Four standard shapes cover most diagrams. A terminator (pill shape) marks where a process starts or ends. A process (rounded rectangle) is an action or step. A decision (diamond) is a yes/no or branching question. An input/output shape (parallelogram) represents data going in or results coming out. Pick a type from the menu, click Add shape, and it drops onto the canvas ready to be renamed and connected.
How do I connect two shapes with an arrow?
Switch the mode control to Connect arrows. Click the shape the arrow should start from, then click the shape it should point to — an arrow is drawn between their edges with an arrowhead. Switch back to Select / move to drag shapes around again. To label an arrow, click it once to select it and type into the arrow-label field; this is how you add 'Yes' and 'No' to the two branches leaving a decision diamond.
Can I save a flowchart and edit it again later?
Yes. Save JSON downloads a small .json file holding every shape, its position and text, plus every arrow and label. Open the tool later and use Load JSON to restore that flowchart exactly and keep editing. The PNG and SVG exports are finished pictures — keep the JSON if you want to make changes another day.
What is the difference between the PNG, SVG and JSON exports?
PNG is a raster image — a fixed grid of pixels, ideal for pasting straight into a slide, document or chat.
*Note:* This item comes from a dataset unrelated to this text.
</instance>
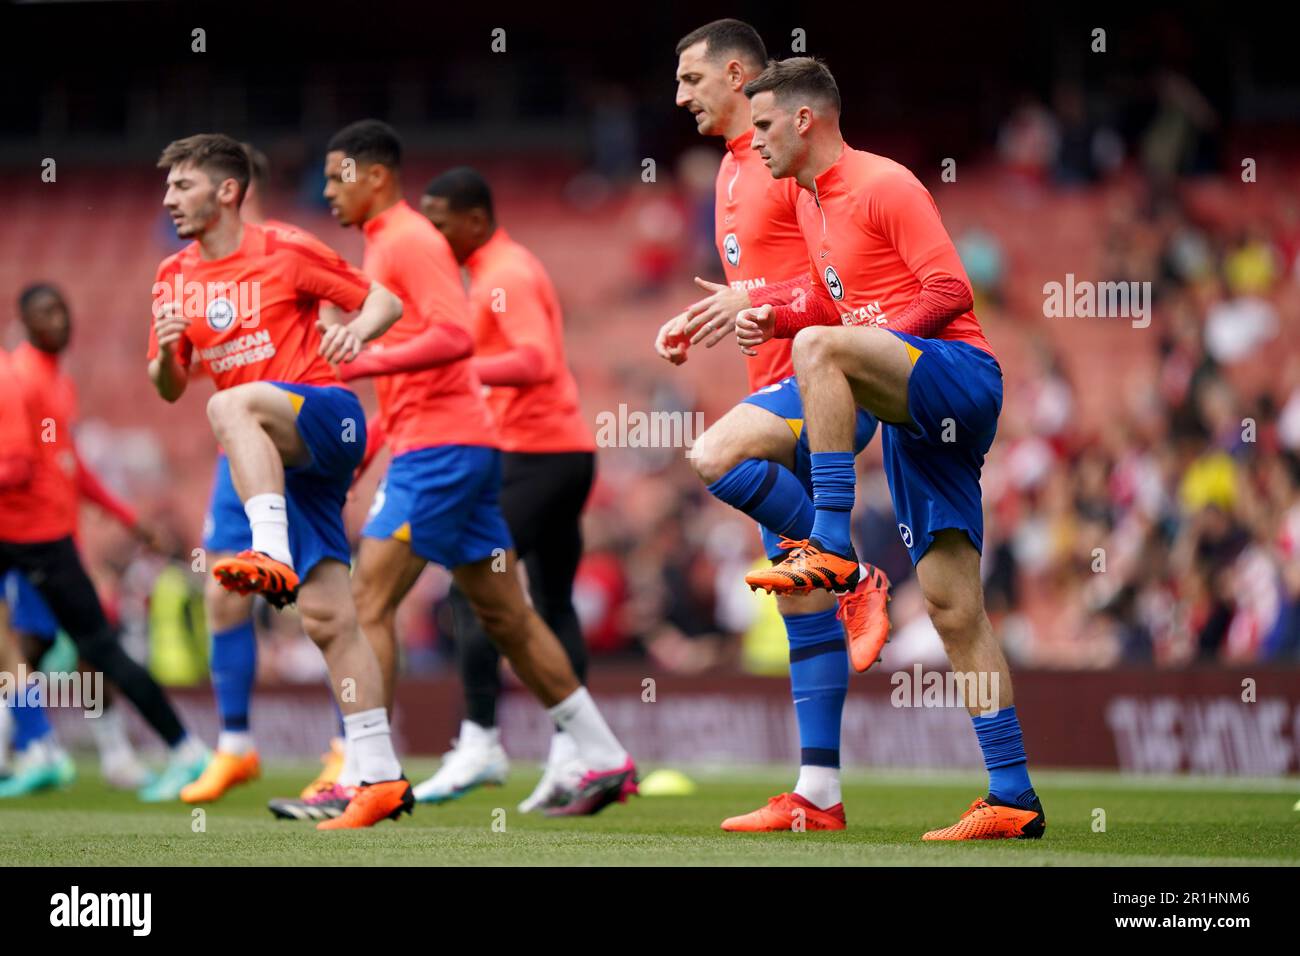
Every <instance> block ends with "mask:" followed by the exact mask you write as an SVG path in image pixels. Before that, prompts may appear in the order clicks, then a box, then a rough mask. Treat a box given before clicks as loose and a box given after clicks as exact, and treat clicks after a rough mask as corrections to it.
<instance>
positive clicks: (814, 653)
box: [784, 607, 849, 767]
SVG is vector: it stores the shapes as maths, so it stays razor-sharp at any size and prints cleanly, which is the better choice for posters, large displays or further editing in a vector program. JSON is not a picture at all — it is the editable project file and the only format you can re-import here. Use PNG to share quickly, SVG when scaling and print quality matter, and JSON to keep working.
Is my flowchart private?
Yes, entirely. The Flowchart Maker runs as JavaScript inside your browser. Every shape, label and JSON file you load stays in the page — nothing is uploaded, no account is needed and nothing is logged. Closing the tab discards anything you have not exported. That makes it safe for internal processes, confidential workflows and unreleased plans.